# Failure-Driven Workflow Refinement (CE-Graph)

**Anonymous ICML submission — supplementary code artifact.**

This artifact implements **CE-Graph**, a failure-driven workflow refinement algorithm for tool-using LLM agents.
Rather than optimizing workflows by global search over graphs scored by a scalar metric (which collapses rich traces),
CE-Graph maintains a **counterexample pool**, models failures in a **Failure Signature Space**, identifies **dominant failure modes**,
and applies **operator-constrained graph edits** through a **propose-and-verify** loop.

## What is included
- `verl/ce_graph/`: CE-Graph implementation (workflow DAG, counterexample pool, signature extraction, mode targeting, operators, refinement loop).
- `examples/ce_graph_refine/`: a minimal runnable demo and template runner you can adapt to your benchmark.

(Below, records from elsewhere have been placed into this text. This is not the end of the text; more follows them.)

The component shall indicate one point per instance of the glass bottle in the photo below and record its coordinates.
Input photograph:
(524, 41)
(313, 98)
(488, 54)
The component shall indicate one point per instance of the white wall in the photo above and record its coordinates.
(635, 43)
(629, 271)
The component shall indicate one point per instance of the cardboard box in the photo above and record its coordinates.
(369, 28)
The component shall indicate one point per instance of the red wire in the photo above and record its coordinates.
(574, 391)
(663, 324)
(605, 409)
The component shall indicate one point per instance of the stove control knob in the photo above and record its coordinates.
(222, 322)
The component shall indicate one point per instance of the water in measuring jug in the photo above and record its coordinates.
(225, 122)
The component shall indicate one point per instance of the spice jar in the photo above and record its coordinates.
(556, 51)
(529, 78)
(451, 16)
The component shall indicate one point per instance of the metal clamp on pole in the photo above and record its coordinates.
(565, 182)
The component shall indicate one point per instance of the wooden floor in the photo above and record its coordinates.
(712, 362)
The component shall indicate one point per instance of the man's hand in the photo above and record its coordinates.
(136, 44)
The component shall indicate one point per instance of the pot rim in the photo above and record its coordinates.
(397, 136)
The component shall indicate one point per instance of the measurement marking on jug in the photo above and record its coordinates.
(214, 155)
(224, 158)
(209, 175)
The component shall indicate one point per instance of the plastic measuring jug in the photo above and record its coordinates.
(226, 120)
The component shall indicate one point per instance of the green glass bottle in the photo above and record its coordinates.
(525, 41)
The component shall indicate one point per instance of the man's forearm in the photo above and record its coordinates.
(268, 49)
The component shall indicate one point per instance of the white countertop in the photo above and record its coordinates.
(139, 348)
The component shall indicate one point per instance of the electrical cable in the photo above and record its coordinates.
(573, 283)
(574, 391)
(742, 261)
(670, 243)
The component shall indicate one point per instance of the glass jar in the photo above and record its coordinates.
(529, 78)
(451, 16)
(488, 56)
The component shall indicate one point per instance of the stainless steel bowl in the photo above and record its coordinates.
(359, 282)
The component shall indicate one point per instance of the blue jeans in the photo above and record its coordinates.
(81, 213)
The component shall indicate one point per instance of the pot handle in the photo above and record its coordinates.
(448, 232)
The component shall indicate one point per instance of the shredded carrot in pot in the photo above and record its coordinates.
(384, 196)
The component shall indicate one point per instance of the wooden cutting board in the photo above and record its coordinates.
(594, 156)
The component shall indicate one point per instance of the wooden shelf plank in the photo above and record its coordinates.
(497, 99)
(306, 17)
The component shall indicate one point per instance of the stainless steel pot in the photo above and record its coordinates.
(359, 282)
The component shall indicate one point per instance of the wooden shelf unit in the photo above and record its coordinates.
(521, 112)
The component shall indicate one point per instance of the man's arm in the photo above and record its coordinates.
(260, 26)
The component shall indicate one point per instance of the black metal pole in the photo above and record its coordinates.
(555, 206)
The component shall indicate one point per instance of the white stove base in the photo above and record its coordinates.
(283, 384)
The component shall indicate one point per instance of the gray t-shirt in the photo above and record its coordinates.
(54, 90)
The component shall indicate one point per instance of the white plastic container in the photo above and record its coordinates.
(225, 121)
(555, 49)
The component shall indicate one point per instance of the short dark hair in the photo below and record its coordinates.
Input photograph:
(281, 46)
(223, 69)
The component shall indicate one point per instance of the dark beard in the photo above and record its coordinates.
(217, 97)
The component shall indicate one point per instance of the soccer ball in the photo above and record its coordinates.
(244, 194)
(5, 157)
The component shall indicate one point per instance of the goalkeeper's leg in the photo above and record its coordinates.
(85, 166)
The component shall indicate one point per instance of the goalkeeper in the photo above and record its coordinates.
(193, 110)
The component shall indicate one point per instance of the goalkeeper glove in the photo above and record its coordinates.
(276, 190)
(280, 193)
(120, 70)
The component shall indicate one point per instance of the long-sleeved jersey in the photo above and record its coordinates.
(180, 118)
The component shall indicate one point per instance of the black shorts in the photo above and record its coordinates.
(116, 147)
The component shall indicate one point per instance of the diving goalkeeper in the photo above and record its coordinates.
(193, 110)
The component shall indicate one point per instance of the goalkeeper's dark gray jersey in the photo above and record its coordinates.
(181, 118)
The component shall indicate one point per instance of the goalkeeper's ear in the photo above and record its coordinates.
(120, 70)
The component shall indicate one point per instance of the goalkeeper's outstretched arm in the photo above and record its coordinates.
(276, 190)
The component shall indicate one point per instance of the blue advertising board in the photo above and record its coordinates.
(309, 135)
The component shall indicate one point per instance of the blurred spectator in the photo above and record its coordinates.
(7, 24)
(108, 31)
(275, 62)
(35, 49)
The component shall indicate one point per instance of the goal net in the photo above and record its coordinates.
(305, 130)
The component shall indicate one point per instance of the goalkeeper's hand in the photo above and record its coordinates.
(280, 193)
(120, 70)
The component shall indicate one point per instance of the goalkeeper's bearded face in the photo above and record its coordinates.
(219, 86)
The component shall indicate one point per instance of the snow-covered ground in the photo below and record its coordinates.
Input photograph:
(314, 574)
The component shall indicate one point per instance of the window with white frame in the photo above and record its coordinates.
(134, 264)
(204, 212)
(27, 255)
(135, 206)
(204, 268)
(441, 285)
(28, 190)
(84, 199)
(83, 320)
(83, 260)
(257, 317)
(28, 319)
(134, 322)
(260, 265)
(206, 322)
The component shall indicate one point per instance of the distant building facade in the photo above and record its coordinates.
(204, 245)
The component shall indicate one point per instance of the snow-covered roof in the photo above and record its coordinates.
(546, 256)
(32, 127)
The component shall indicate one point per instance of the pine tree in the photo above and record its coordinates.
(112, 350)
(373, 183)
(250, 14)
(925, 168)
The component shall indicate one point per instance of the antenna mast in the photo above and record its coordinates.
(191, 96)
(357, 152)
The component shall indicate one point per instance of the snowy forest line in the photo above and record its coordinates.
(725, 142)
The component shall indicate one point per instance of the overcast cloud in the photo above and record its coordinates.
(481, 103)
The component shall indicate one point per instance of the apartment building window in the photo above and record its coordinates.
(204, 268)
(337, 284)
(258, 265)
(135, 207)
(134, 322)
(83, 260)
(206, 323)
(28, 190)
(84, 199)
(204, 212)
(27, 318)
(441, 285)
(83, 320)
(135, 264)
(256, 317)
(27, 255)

## Quickstart (local, no external services)
```bash
python -m venv .venv && source .venv/bin/activate
pip install -r requirements.txt
python examples/ce_graph_refine/toy_demo.py
```

The toy demo runs CE-Graph on a tiny synthetic task to verify the control flow:
(1) collect failures → (2) cluster into modes → (3) propose edits from an operator library → (4) verify and commit.

## How to plug into your evaluation
Implement a `runner(workflow)` function that:
1) executes `workflow` on an evaluation set,
2) returns `(score, traces)` where `score` is higher-is-better,
3) and `traces` are `ExecutionTrace` records (success/failure + distilled error info).

Then call:
```python
from verl.ce_graph.refine import refine_workflow

best_wf, reports = refine_workflow(
    workflow=wf0,
    runner=runner,
    operator_lib=operator_lib,
    max_iters=20,
)
```

## Notes on anonymity
Top-level documentation is written for anonymous review and contains **no external links** and **no identifying information**.